O sea: la mamá de Juan Pablo Kukoc, el adolescente asesinado por Chocobar, no podría reclamar, no podría querellar, porque antes de recibir un tiro por la espalda, su hijo había intentado cometer un delito.
La gravedad de esta propuesta prácticamente ha quedado ocultada, o reducida al pataleo de lxs pocxs que nos ocupamos de estos temas.
No es una cuestión que provoque ríos de tinta, horas de televisión y de radio. Parece un tema menor. Y yo creo que refleja la enorme brutalidad de la época. La construcción de una categoría de personas que carecen de todo derecho. Si se empieza por el derecho a la vida, ¿qué podemos esperar entonces de los derechos de las personas privadas de libertad?
Si las personas “inocentes” tiene que sufrir, tienen que perder lo que pensaban que eran derechos y eran puros privilegios, según la mirada oficial, para en veinte, o treinta o cuarenta y cinco años, gozar de una vida mejor, ¿qué podemos reclamar para quienes son culpables de haber cometido un delito? ¿Cuánta pena, cuánto dolor, cuánto sufrimiento les toca?
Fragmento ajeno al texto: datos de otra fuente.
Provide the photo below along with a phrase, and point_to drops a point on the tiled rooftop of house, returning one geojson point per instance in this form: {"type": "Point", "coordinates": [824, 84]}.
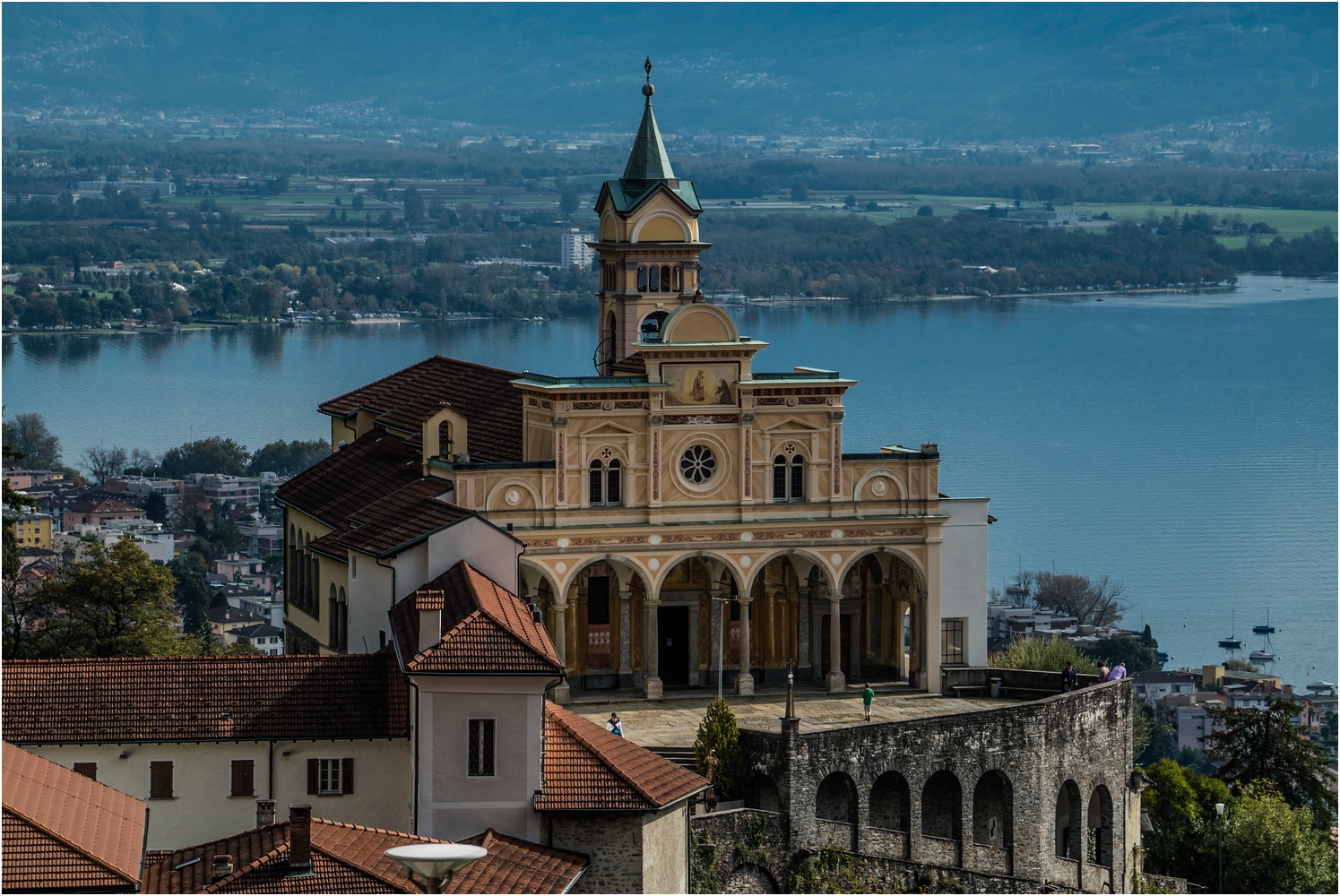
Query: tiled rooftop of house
{"type": "Point", "coordinates": [64, 831]}
{"type": "Point", "coordinates": [484, 628]}
{"type": "Point", "coordinates": [351, 858]}
{"type": "Point", "coordinates": [482, 395]}
{"type": "Point", "coordinates": [203, 698]}
{"type": "Point", "coordinates": [589, 768]}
En este panorama desolador, creo que la tarea es insistir, tozuda y esforzadamente, en nuestros temas.
No está bien negarle derechos a ninguna persona.
No está bien matar por la espalda.
No está bien patear a alguien en el piso hasta matarla.
No está bien negarle a una víctima su derecho a buscar justicia, haya hecho lo que haya hecho.
No está bien cometer crímenes desde el Estado para enfrentar al crimen.
No está bien enterrar a personas en la cárcel de por vida.
Y hay que decirlo ahora, antes de que el tsunami arrase con todo.
(*) Abogada por la Universidad de Buenos Aires y magíster en Criminología por la Universidad Nacional de Lomas de Zamora. Cofundadora del Centro de Estudios en Política Criminal y Derechos Humanos (Cepoc).